As Leonard Cohen once said "my reputation as a ladies man was a joke, it caused me to laugh bitterly through the ten thousand nights I spent alone." An essential part of being a ladies man is the delusion that all women are attracted to you - at all times. You may be on a busy commuter train when you catch a woman's eye - what should reasonably be considered a coincidence is, to the LM, an invitation to engage in seductive eye-play. And of course, one man's dreamy gaze is another man's sinister leer.
Similarly, every visit to a pub or coffee shop is a voyage into subtle romance - the world is an indie-movie, with every French barista a young Julie Delpy. Last week, in Cafe Nero, I mistook this cinematic daydream for reality. It was here I met Violetta from Poland (her name badge was embossed with the now familiar red and white flag - it seems this fatuous piece uniform has some utility after all). On receiving a loyalty stamp, I smiled.
"Dobra," I said, using the voice of an East German official.
Violetta laughed. She was a powerful blonde, at least six foot tall. I pictured us standing together.
"Very good," she said, "this time I give you two!"
Stamping the worn card again, she wished me a good day.
That day I thought a lot about Violetta and her obscure persona. I had seen her a few times, however this was the only time I had penetrated her frosty exterior. Stoic and hardy yet delicately feminine - she had a charm absent from our corporate HQ. She knew what she wanted but, unlike my work colleagues, didn't hide it. I resolved to ask her out.
The following day I strolled into the coffee shop, card in hand, a thumping tune on my headphones. Something frivolous, I thought as I selected the Beastie Boys, a group to hearten me - this was my Stalingrad and I was going to fight my way to victory. Ad-Rock hammered the message home: "gotta do it like this, like Chachi and Joanie, cause she's the cheese and I'm the macaroni" - a chant for the valiant.
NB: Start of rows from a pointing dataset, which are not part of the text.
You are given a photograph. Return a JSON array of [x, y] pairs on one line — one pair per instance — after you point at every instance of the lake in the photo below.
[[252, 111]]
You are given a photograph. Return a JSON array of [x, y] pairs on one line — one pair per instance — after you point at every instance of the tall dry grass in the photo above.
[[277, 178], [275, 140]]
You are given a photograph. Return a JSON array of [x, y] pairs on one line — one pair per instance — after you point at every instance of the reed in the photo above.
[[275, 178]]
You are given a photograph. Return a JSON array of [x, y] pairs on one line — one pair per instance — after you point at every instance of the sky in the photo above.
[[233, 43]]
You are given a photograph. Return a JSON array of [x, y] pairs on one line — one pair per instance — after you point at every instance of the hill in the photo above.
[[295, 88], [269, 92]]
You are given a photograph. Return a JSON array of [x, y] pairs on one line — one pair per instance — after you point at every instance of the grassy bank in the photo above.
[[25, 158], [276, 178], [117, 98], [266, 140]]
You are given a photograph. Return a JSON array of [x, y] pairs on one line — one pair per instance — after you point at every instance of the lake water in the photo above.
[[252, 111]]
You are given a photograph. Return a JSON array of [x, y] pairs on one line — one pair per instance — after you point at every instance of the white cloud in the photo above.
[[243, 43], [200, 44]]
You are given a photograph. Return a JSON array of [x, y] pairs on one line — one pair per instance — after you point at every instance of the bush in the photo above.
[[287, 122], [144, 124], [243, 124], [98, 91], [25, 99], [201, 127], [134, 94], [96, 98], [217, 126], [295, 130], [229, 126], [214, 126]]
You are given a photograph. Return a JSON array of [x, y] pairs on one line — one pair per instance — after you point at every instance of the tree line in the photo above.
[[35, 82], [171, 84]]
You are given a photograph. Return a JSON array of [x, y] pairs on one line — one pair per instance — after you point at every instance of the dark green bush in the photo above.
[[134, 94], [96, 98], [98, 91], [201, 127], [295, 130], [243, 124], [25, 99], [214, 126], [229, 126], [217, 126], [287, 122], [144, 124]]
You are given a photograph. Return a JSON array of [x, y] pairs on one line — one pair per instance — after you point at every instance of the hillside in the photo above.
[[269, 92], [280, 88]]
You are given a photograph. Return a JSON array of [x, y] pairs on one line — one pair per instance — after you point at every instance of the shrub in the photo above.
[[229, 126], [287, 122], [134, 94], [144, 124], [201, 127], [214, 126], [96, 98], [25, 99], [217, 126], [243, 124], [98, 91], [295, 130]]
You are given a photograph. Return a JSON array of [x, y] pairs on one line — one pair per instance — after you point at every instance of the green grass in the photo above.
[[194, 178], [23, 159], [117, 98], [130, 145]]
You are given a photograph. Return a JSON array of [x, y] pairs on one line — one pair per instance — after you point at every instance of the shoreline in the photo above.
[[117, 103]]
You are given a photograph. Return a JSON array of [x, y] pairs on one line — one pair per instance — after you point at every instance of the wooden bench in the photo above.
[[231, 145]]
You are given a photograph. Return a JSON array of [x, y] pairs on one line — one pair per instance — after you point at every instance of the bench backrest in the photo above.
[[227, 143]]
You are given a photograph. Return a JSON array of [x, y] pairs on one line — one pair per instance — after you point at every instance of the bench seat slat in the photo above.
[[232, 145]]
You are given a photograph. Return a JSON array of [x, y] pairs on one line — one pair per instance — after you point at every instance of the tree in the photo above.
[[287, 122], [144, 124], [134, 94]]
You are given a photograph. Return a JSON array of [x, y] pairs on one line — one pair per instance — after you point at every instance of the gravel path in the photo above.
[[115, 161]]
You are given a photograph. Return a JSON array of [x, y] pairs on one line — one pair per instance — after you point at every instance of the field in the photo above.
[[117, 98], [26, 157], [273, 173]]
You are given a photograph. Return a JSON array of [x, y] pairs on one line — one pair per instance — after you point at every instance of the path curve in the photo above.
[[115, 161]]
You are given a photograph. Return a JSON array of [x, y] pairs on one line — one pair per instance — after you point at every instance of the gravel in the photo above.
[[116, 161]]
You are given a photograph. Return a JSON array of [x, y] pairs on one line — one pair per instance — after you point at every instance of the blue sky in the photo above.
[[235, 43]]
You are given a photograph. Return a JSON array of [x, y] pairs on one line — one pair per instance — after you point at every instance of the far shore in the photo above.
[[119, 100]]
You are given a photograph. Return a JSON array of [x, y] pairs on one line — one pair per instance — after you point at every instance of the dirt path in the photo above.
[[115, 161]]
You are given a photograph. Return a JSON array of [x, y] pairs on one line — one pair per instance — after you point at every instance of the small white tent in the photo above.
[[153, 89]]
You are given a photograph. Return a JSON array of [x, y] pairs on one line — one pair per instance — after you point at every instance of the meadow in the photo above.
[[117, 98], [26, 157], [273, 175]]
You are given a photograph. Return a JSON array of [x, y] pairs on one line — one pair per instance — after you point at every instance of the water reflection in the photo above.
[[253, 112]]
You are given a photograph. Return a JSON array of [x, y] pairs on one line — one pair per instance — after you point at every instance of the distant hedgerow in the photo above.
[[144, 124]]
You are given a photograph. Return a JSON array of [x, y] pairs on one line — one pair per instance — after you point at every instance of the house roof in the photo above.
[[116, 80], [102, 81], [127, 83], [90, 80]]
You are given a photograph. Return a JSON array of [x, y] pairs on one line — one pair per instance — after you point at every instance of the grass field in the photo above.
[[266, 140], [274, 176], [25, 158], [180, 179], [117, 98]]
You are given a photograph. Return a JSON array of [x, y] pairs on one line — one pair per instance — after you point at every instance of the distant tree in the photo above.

The battle can be won, the dream attained.
"Hello, and for you?"
I hadn't paid attention in the queue and now Violetta was before me, her face like a mask. I ordered an americano but her armour was up, rendering her inscrutable. There was a considerable line behind me, so I sat at a table waiting for the place to clear. Violetta handled the harried suits with a deft rhythm; she was speedy with a blunt tone that was not unwelcome.
I watched the hypnotic nature of her service; customers could barely finish their coffee orders before she interjected: "Sugar behind you, sir" or "Any pastry for you today?" Anyone that ordered an 'extra shot' of coffee was reflexively informed that it already contained two. "You want three?" She would ask incredulously. She was a marvel, a beautiful automaton.
Eventually, the shop cleared out. Violetta turned to her colleague and they started speaking in Polish. Interestingly, the tone was still brisk. I approached holding my takeaway cup.
"Hello sir," Violetta said, her arms folded.
"Hey, how's it going?"
Her colleague, a hefty middle aged woman, straightened up.
Violetta said, "I am fine, how are you?"
"Great." I put my phone away, "I was just going to say, you only gave me one stamp today!"
"I said, yesterday you gave me two stamps, remember?"
The colleague wiped her hands on her apron.
"Sorry, it is one stamp for coffee - is ok?"
The door opened and a young couple walked in.
"Yes, no, it's fine. I just thought."
The colleague leaned across to attend to the couple.
"You want I should get manager?" Violetta said.
"No, no, nothing like that - I was just saying today it's only one stamp. That's funny."
The young man next to me studied my profile.
"Anyway," I said, "I'll catch you later."
I walked out into the busy Soho street. Ahead, a black cab driver was swearing at a pedestrian, his passenger craning forward to contribute. I took a sip of coffee, it was still hot and I burnt my tongue. Still, at least I had gone for a takeaway cup, that was a good move.